The plan at bar bears a close resemblance to the agreement at issue in Riefberg (supra). The decedent was possessed of the power to revoke his participation in the plan before it became operative. Moreover, the decedent had the authority to designate or revoke the designation of beneficiaries or to withhold the designation, the effect of which was to permit him to divert assets from his estate to a named beneficiary or conversely to place such future commissions within his estate. Thus, the decedent retained the power to dispose of the proceeds of the plan by the simple expedient of revoking his election to participate therein or by choosing to designate a beneficiary, changing that designation or refusing to make a designation of a beneficiary. The decedent’s power to revoke the election to participate in the plan also indicated that he *54retained the power to dispose of the property within the meaning of EPTL 5-1.1 (b) (1) (E).

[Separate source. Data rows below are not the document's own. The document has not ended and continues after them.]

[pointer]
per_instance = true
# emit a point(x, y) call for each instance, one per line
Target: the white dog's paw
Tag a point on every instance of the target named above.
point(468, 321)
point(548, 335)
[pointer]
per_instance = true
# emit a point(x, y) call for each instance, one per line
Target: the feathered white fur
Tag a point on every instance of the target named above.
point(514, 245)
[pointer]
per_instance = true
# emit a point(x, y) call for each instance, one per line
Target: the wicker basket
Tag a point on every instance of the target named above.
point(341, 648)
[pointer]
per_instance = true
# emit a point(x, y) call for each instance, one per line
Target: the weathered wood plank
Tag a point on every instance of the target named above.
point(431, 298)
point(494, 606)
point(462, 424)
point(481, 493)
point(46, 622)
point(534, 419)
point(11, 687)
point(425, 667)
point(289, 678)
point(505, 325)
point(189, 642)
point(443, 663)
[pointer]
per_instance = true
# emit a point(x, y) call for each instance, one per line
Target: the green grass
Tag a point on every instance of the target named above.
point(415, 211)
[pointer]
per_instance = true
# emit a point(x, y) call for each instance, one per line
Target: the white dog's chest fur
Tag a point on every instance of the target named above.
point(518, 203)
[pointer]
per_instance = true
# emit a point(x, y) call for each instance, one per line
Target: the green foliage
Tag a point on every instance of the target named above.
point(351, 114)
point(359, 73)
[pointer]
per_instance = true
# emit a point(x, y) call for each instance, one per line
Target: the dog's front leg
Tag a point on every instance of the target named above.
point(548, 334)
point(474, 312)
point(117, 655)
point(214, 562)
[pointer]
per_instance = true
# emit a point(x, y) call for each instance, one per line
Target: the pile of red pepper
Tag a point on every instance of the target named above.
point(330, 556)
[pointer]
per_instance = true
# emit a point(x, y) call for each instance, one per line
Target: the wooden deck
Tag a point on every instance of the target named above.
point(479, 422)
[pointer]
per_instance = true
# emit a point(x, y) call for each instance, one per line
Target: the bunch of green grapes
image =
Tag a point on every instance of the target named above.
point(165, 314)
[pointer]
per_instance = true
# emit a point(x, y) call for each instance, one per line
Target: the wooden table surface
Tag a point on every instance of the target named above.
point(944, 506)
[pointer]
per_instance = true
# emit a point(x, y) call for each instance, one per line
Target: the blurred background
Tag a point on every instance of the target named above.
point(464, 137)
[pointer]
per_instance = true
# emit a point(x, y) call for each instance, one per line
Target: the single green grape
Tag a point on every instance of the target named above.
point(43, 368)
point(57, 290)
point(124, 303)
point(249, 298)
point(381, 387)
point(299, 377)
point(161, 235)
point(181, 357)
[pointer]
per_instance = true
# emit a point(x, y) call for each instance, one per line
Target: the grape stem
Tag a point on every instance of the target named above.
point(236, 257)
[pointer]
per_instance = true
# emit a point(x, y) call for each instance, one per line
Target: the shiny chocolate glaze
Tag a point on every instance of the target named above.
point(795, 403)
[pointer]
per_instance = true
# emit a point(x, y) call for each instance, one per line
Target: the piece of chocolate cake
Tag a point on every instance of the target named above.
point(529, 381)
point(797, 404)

The other incident of a testamentary substitute within the meaning of EPTL 5-1.1 (b) (1) (E), namely, the power to consume the principal, is also demonstrated by the terms of the plan. While the decedent was not explicitly authorized to consume the principal, the features of the plan as described in the Northwestern bulletin implies a power to consume the principal by providing for the payment of commissions from the company account to the district agent during his lifetime.

Thus, the plan was properly considered by the Surrogate to constitute a testamentary substitute and its inclusion in decedent’s estate subject to the petitioner’s right of election is appropriate. Accordingly, the order of the Surrogate should be affirmed.

Mangano, J. P., Brown and Sullivan, JJ., concur.

Ordered that the order is affirmed, with costs payable by the appellants personally.